Me llamo Brian y tengo 61 años. Mi primera esposa falleció hace ocho años tras una larga enfermedad.
Desde entonces, he vivido sola y en silencio. Mis hijos ya están casados y asentados. Vienen a verme una vez al mes para dejarme dinero y drogas antes de irse a toda prisa.
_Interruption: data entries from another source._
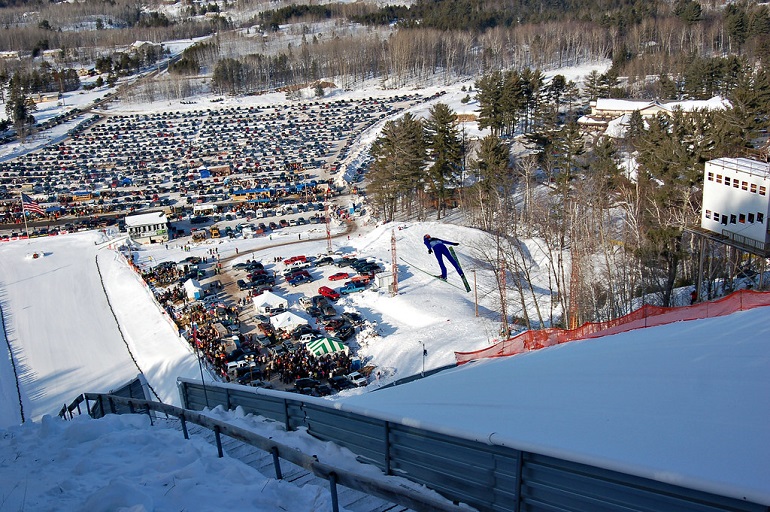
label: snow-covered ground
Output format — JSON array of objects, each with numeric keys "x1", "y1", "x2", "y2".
[
  {"x1": 0, "y1": 223, "x2": 770, "y2": 510},
  {"x1": 0, "y1": 59, "x2": 770, "y2": 511}
]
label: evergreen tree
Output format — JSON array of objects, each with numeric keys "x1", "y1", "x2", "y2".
[
  {"x1": 474, "y1": 71, "x2": 505, "y2": 135},
  {"x1": 367, "y1": 113, "x2": 426, "y2": 222},
  {"x1": 425, "y1": 103, "x2": 462, "y2": 219},
  {"x1": 5, "y1": 86, "x2": 37, "y2": 140},
  {"x1": 469, "y1": 135, "x2": 511, "y2": 230}
]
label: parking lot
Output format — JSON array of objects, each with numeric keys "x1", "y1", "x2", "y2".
[
  {"x1": 0, "y1": 94, "x2": 424, "y2": 225},
  {"x1": 144, "y1": 244, "x2": 384, "y2": 396}
]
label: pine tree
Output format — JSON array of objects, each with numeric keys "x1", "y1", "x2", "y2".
[
  {"x1": 474, "y1": 71, "x2": 505, "y2": 135},
  {"x1": 425, "y1": 103, "x2": 462, "y2": 219},
  {"x1": 367, "y1": 113, "x2": 425, "y2": 222}
]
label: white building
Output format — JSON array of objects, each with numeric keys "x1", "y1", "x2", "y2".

No los culpo. Viven sus vidas, lo cual entiendo. Sin embargo, en las noches de lluvia, tumbado escuchando las gotas caer sobre el techo de hojalata, me siento terriblemente pequeño y solo.

El año pasado, navegando por Facebook, me encontré con Alice, mi primer amor del instituto. La adoraba por aquel entonces. Tenía el pelo largo y suelto, ojos oscuros y profundos, y una sonrisa deslumbrante que iluminaba a toda la clase. Pero mientras me preparaba para los exámenes de admisión a la universidad, su familia hizo arreglos para que se casara con un hombre del sur de la India, diez años mayor que ella.
Después de eso, perdimos el contacto. Nos reencontramos tras cuarenta años de separación. Ella ya era viuda; su esposo había fallecido cinco años antes. Vivía con su hijo menor, aunque él trabajaba en otra ciudad y solo la visitaba ocasionalmente.

Al principio, solo nos saludábamos. Luego empezamos a llamarnos. Después vinieron las reuniones tomando café. Y, sin darme cuenta, iba a su casa en mi moto cada dos o tres días con una canasta pequeña de fruta, dulces y unas pastillas para el dolor articular.